Die Insel steht als Vollversion zur Verfügung, die anderen Bücher müsstest du mal selbst suchen. Wenn du fündig wurdest, wäre es wünschenswert, auf danke zu klicken und das Thema zu markieren && zu schließen.

Grüßle


----------



## Fab1 (26. Jan 2013)

Eine Probeversion von Java von Kopf bis Fuß gibt es hier: Java von Kopf bis Fuß - Kathy Sierra, Bert Bates - Google Books

Java ist auch eine insel Galileo Computing :: Java ist auch eine Insel - index
Java mehr als eine Insel Galileo Computing :: Java 7 - Mehr als eine Insel - index


----------



## hüteüberhüte (26. Jan 2013)

Ob er es wohl alleine schafft, die Links aufzurufen?


----------



## Fab1 (26. Jan 2013)

hüteüberhüte hat gesagt.:


> Ob er es wohl alleine schafft, die Links aufzurufen?

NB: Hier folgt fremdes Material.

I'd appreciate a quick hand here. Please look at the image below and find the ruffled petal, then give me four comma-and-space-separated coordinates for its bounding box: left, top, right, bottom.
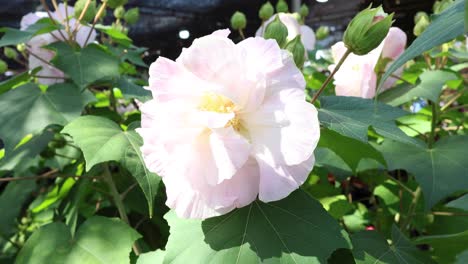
299, 25, 316, 50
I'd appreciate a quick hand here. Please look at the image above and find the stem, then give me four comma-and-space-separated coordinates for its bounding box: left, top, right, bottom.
109, 88, 117, 112
0, 169, 58, 182
311, 49, 351, 104
73, 0, 92, 36
27, 47, 56, 68
40, 0, 70, 44
423, 53, 432, 69
102, 165, 141, 255
402, 186, 422, 230
238, 29, 245, 40
385, 172, 415, 196
428, 101, 438, 148
441, 88, 466, 112
63, 0, 72, 42
34, 75, 68, 80
84, 2, 107, 46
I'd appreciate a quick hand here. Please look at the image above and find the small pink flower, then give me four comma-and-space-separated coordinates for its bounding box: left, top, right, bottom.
138, 29, 320, 219
20, 4, 97, 85
256, 13, 316, 50
330, 27, 407, 98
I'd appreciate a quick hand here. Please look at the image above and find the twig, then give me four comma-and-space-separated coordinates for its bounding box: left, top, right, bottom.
402, 186, 422, 230
385, 172, 415, 196
311, 49, 351, 103
40, 0, 70, 44
27, 47, 56, 68
84, 2, 107, 46
73, 0, 92, 36
441, 88, 466, 112
0, 169, 58, 182
121, 182, 138, 200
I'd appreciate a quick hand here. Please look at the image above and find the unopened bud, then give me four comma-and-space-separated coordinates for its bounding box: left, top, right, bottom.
264, 15, 289, 47
414, 11, 429, 24
276, 0, 288, 13
259, 2, 274, 21
0, 59, 7, 74
316, 26, 329, 40
291, 12, 301, 22
433, 0, 454, 14
413, 16, 430, 36
124, 7, 139, 25
74, 0, 97, 23
285, 35, 306, 68
114, 6, 125, 19
230, 11, 247, 30
4, 47, 17, 59
343, 6, 393, 55
16, 43, 26, 53
299, 4, 309, 18
106, 0, 128, 9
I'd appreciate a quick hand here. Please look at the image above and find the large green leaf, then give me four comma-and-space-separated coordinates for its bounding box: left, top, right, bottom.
351, 225, 435, 263
318, 128, 385, 172
62, 116, 160, 216
379, 70, 458, 105
0, 18, 59, 47
414, 231, 468, 264
137, 250, 166, 264
114, 76, 151, 102
0, 181, 36, 237
318, 96, 418, 146
48, 42, 119, 88
0, 68, 41, 95
16, 216, 141, 264
163, 190, 350, 263
379, 0, 465, 89
0, 130, 53, 173
374, 136, 468, 209
0, 83, 94, 153
446, 194, 468, 211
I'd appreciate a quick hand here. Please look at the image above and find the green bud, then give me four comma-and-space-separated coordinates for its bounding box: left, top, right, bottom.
433, 0, 454, 14
4, 47, 17, 59
106, 0, 128, 9
52, 134, 67, 149
124, 7, 139, 25
413, 16, 430, 36
74, 0, 97, 23
259, 2, 274, 21
0, 60, 7, 74
16, 43, 26, 52
291, 12, 301, 22
316, 26, 329, 40
40, 148, 55, 159
114, 6, 125, 19
276, 0, 288, 13
285, 35, 306, 68
414, 11, 429, 24
343, 6, 394, 55
264, 15, 289, 47
299, 4, 309, 18
230, 11, 247, 30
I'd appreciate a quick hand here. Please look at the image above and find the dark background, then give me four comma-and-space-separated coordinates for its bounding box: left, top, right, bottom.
0, 0, 436, 59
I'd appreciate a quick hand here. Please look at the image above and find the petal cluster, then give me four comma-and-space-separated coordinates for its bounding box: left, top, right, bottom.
256, 13, 316, 50
331, 27, 407, 98
20, 4, 97, 85
138, 29, 320, 219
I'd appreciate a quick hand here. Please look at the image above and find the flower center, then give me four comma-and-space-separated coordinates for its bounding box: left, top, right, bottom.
199, 93, 241, 131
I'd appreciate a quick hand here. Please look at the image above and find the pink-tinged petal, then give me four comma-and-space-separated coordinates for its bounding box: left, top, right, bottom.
381, 66, 403, 91
51, 3, 74, 23
20, 12, 47, 30
381, 27, 407, 60
194, 111, 235, 129
74, 21, 97, 46
264, 51, 306, 99
211, 29, 231, 37
299, 25, 316, 50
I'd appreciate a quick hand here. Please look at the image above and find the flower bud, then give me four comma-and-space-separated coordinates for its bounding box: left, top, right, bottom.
259, 2, 274, 21
0, 59, 7, 74
414, 11, 429, 24
291, 12, 301, 22
343, 6, 394, 55
124, 7, 140, 25
230, 11, 247, 30
264, 15, 289, 47
299, 4, 309, 18
285, 35, 306, 68
114, 6, 125, 19
433, 0, 454, 14
74, 0, 97, 23
316, 26, 329, 40
276, 0, 288, 13
106, 0, 128, 9
413, 16, 430, 36
16, 43, 26, 53
4, 47, 17, 59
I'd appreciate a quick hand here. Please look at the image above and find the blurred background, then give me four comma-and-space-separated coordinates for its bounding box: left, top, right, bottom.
0, 0, 436, 60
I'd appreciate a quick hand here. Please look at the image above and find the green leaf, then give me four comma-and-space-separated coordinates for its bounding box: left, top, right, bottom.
0, 68, 41, 95
319, 195, 354, 219
114, 76, 151, 102
95, 25, 132, 47
374, 136, 468, 209
0, 130, 53, 173
0, 83, 94, 153
379, 0, 465, 88
318, 96, 418, 146
446, 194, 468, 211
414, 231, 468, 264
379, 70, 458, 105
0, 18, 59, 47
137, 250, 166, 264
16, 216, 141, 264
62, 116, 160, 216
163, 190, 350, 263
351, 225, 435, 263
318, 128, 386, 172
48, 42, 119, 88
30, 177, 76, 213
0, 181, 36, 237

Das werden wir nun wohl nicht mehr herausfinden.


----------



## hüteüberhüte (26. Jan 2013)

Hrhrhr, ist doch wahr, immer diese Fragen, die man in 10 Sekunden selbst/selber mit google klären könnte...

....und dann "java lernspiele", da fühle ich mich etwas verkackeiert...

...ansonsten finde ich den TO lustig


----------



## Fab1 (26. Jan 2013)

Grundsätzlich sollte man Google vorraussetzen, aber dann wäre dieser Thread wohl nie eröffnet worden. Denn es gibt ja doch den ein oder anderen Thread bereits dazu. 



> ....und dann "java lernspiele", da fühle ich mich etwas verkackeiert...



Lernspiele müssen nicht grundauf schlecht sein. Oft ist ja die fehlende Motivation ein Grund warum viele wieder mit der Programmierung aufhören. Aber ich denke mit Lernspiele sind Spiele gemeint, bei dem man eine Art Adventure lösen kann. Das heißt man bekommt immer wieder eine Aufgabe und mit Lösung dieser steigt der Fortschritt im Spiel.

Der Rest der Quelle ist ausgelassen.